Given this requirement, it is perplexing that the court’s lengthy recitation of how current applications of Title VII have led (and continue to lead) to incompatible results and utter confusion was not enough for it to hold that Title VII, as currently applied, is “intolerable simply in defying practical workability.” Although the Seventh Circuit admitted that the EEOC’s interpretation of Title VII, as the enforcing agency, is entitled to some level of deference, citing Griggs v. Duke Power Co. (administrative interpretation is entitled to “great deference”)), the court failed to “delve into a discussion of the level of deference [] owe[d] to the EEOC’s rulings” because it ultimately concluded that Title VII does not reach sexual orientation discrimination.

The Seventh Circuit’s cursory treatment of the Commission’s position—that sexual orientation claims are cognizable under Title VII as a form of sex discrimination—is inconsistent with the Supreme Court’s holding in Chevron, U.S.A., Inc. v. Natural Resources Defense Council, Inc. In Chevron, the Court stated that

considerable weight should be accorded to [an agency’s] construction of a statutory scheme it is entrusted to administer, and the principle of deference to administrative interpretations has been consistently followed by this Court whenever decision as to the meaning or reach of a statute has involved reconciling conflicting policies, and a full understanding of the force of the statutory policy in the given situation has depended upon more than ordinary knowledge respecting the matter subjected to agency regulations.

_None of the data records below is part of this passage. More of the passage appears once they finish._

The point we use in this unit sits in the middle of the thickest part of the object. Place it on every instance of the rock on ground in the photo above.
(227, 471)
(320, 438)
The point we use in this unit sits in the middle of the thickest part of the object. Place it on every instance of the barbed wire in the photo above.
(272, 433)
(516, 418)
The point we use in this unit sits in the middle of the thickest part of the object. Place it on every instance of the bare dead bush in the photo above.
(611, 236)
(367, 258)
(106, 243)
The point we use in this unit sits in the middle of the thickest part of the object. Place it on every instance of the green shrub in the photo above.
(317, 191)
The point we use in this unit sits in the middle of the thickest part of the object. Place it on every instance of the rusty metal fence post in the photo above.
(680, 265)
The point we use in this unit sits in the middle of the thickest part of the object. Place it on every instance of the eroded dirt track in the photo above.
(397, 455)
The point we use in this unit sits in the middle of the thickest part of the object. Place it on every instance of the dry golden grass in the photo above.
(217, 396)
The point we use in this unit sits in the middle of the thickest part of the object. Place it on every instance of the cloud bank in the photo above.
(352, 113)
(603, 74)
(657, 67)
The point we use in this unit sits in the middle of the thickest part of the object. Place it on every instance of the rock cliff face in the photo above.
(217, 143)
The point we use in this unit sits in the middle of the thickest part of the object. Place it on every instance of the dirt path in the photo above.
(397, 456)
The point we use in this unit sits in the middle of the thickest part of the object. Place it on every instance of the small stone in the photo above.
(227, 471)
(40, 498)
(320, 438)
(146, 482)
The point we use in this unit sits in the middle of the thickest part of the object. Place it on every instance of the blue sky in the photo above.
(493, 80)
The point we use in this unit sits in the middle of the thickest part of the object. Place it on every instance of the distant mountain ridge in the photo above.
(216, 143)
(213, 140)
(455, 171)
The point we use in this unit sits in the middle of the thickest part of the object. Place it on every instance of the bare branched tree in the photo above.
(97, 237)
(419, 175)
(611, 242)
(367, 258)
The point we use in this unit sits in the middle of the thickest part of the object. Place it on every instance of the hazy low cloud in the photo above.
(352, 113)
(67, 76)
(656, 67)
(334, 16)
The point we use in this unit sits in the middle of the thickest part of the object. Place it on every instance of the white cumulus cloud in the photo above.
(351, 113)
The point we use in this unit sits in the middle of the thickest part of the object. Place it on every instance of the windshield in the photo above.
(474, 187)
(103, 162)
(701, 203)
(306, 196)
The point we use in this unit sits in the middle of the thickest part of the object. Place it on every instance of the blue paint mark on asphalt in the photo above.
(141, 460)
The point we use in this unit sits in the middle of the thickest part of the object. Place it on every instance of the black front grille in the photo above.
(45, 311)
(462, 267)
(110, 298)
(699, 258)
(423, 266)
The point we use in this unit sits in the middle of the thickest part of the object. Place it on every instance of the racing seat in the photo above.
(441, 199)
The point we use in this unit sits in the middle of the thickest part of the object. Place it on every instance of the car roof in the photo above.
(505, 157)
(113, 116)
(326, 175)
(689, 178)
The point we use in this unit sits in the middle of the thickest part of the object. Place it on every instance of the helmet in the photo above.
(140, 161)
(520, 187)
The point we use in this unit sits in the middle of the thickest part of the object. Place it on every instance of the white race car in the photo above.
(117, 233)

Where Congress “has not directly addressed the precise question at issue,” the “question for the court is [only] whether the agency’s answer is based on a permissible construction of the statute.” The court cannot substitute its own construction of a statutory provision for that of the agency. Thus, in the absence of a Supreme Court decision or a change in legislation to clarify “sex” discrimination as inclusive of sexual orientation discrimination, courts should defer to the Commission’s decision in Baldwin. That did not happen here.

In response to the Seventh Circuit’s refusal to acknowledge her claim for sexual orientation discrimination, Hively filed a petition for rehearing en banc “to secure and maintain uniformity of the law” on August 25, 2016.

On August 29, 2016, the EEOC filed an amicus brief in support of Hively’s Petition. In its brief, the Commission reaffirms its position that claims of sexual orientation discrimination are cognizable under Title VII as claims of sex discrimination because such claims “necessarily involve consideration of a plaintiff’s sex, gender-based associational discrimination, and sex stereotyping.” The Commission also argues that the jumble of inconsistent precedents set by the courts defies practical workability and is inconsistent with two Supreme Court decisions: Oncale v. Sundowner Offshore Services, Inc. (statutes must be interpreted as written even when the language goes beyond the principal evil Congress sought to address) and Price Waterhouse v. Hopkins (Title VII makes sex “irrelevant” in employment decisions). To date, the Seventh Circuit has not made a decision on whether it will revisit the issue.

Today’s society recognizes that people are heterosexual, homosexual, or bisexual. Consistent with this change in public policy, the EEOC and Supreme Court have recognized, as noted supra, that federal laws apply equally to all persons, regardless of sexual identity. Any interpretation of Title VII that fails to recognize this diversity of sexual identity fails to cover the reasonably comparable evils as violations of Title VII’s prohibition of “sex” discrimination and cannot stand.